Wie geht es den Kinos in Deutschland? Nino Klingler sucht nach Antworten in der Kleinstadt. In Hemsbach besucht er die Brennessel und beobachtet, wie Kinos eine Geschichte haben, die umso heller strahlt, je dunkler ihre Zukunft erscheinen mag.
Nino Klingler
Es ist das Frühjahr 2014, eine Zeitenwende ist bald vollzogen. Die von Ländern (Länderförderanstalten), Staat (FFA und BKM), Kinobetreibern und Verleihern gemeinsam gestemmte Digitalisierung der sogenannten Kriterienkinos – Spielstätten, die keinen klassischen Mainstream zeigen und mehr als 8000 Zuschauer pro Jahr und Leinwand aufweisen können – ist nahezu abgeschlossen.
Das Modell funktioniert über einen durch die FFA verwalteten Treuhand-Fonds, aus dessen Topf die technischen Umrüstungen der einzelnen Kinos als Vorschuss bezahlt werden und der dann allmählich durch die sogenannte Virtual Print Fee, eine Abgabe der Verleiher auf die ersten 500 Zuschauer in den ersten drei Wochen nach Filmstart, wieder aufgefüllt werden soll. Doch schon jetzt regt sich Unmut, auch wenn niemand öffentlich dazu zitiert werden will: Die Verleiher scheinen sich um ihren Anteil drücken zu wollen, sie bieten unliebsamen Kinos, deren Position bei den Verhandlungen zur Digitalisierungsförderung den Verleihinteressen zuwiderliefen, die Kopien erst in der vierten Woche an.
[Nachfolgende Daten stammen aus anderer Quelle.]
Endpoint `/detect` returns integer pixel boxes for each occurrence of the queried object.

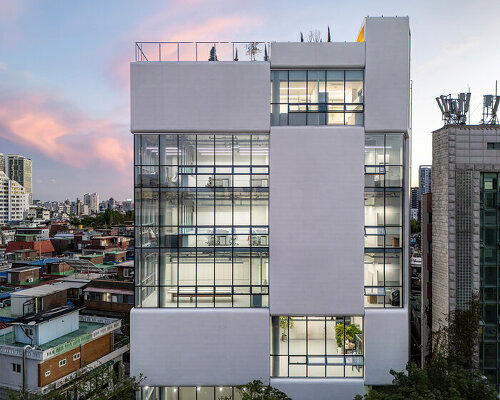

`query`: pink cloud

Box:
[0,94,132,174]
[109,14,259,91]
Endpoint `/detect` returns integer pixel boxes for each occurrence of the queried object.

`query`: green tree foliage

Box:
[69,209,133,229]
[218,380,291,400]
[354,295,496,400]
[410,218,421,234]
[8,370,143,400]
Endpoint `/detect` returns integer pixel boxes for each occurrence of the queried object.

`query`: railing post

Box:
[232,43,235,61]
[159,43,161,62]
[195,42,198,61]
[177,43,180,62]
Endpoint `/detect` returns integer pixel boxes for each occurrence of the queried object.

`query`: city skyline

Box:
[1,0,499,200]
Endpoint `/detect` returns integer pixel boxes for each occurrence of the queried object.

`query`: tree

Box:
[8,370,144,400]
[246,42,261,61]
[209,45,218,61]
[410,218,421,234]
[327,26,331,42]
[307,30,321,42]
[219,380,291,400]
[300,32,304,42]
[354,295,496,400]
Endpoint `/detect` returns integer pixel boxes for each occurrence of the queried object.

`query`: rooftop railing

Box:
[135,41,271,62]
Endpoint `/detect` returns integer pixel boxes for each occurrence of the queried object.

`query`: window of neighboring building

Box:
[12,363,21,373]
[59,359,66,367]
[73,352,80,361]
[487,142,500,150]
[271,70,364,126]
[270,316,364,378]
[45,371,51,377]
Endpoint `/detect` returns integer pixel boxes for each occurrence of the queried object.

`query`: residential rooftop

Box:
[0,320,103,350]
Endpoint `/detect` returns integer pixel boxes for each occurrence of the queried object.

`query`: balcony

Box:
[135,41,270,62]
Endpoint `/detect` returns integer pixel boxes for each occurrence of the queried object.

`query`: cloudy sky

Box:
[0,0,498,201]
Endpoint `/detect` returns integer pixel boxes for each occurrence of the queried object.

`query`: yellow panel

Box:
[357,25,365,42]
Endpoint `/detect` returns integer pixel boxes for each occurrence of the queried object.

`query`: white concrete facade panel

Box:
[131,62,270,133]
[270,42,365,69]
[364,17,410,133]
[269,126,365,315]
[130,308,270,386]
[364,308,408,385]
[270,378,364,400]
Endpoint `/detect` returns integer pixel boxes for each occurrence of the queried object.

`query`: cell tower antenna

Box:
[436,92,471,125]
[481,81,500,125]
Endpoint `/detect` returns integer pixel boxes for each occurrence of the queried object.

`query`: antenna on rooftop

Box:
[481,81,500,125]
[435,92,471,125]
Eine Interviewanfrage beim Verband der Filmverleiher e.V. hierzu blieb leider unbeantwortet.
Die über 100 Jahre quasi alleinstehende 35mm-Projektionstechnik ist also nicht mehr, oder es gibt sie nur noch als Erinnerungsarbeit mithilfe langsam verblassender Kopien noch nicht digital restaurierter Filme, zum Gebrauch für wenige Kulturkinos und Kinematheken, die um ein Fortschreiben der wechselvollen materiellen Filmgeschichte bemüht sind. Mächtige, schwere Maschinen sind das, umweht von einer spätindustriellen Aura, in mancherlei Hinsicht der Dampflokomotive nicht unähnlich.
Aber 35mm-Projektoren sind eben auch ungeschlagene Alleskönner, die – im Prinzip – von Silbernitrat-Stummfilmen über klassische Hollywoodstreifen bis zu Cinemascope-Epen alles schlucken, alles projizieren können. Dreikommafünf Zentimeter verlässlicher Standard wird heuer abgelöst durch ein Konvolut aus veränderbaren Kompressionsroutinen, Verschlüsselungstechniken, Bildauflösungen, Lampen und Festplatten. Das Digitale verspricht damit, aus Sicht des verlässlichen Zelluloids, zuerst einmal instabile Zukünfte. Wer weiß, ob in zehn Jahren noch 4K-JPEG-2000-Bilder nach DCI-Standard gezeigt werden oder ob James Camerons Avatar 2 nicht alle Kinos dazu verdammen wird, alles wieder auszutauschen?
Nicht wenige sehen daher mit branchentypischer Schwermut nach vorn: Denn der nach mühsamen Verhandlungen schließlich gefundene Kompromiss sichert nur die Erst-Digitalisierung. Was aber wird in sieben, in zehn Jahren sein, wenn es keine staatliche Subventionen mehr geben sollte, wenn die nächste Generation Projektoren noch teurer wird, noch heißer läuft?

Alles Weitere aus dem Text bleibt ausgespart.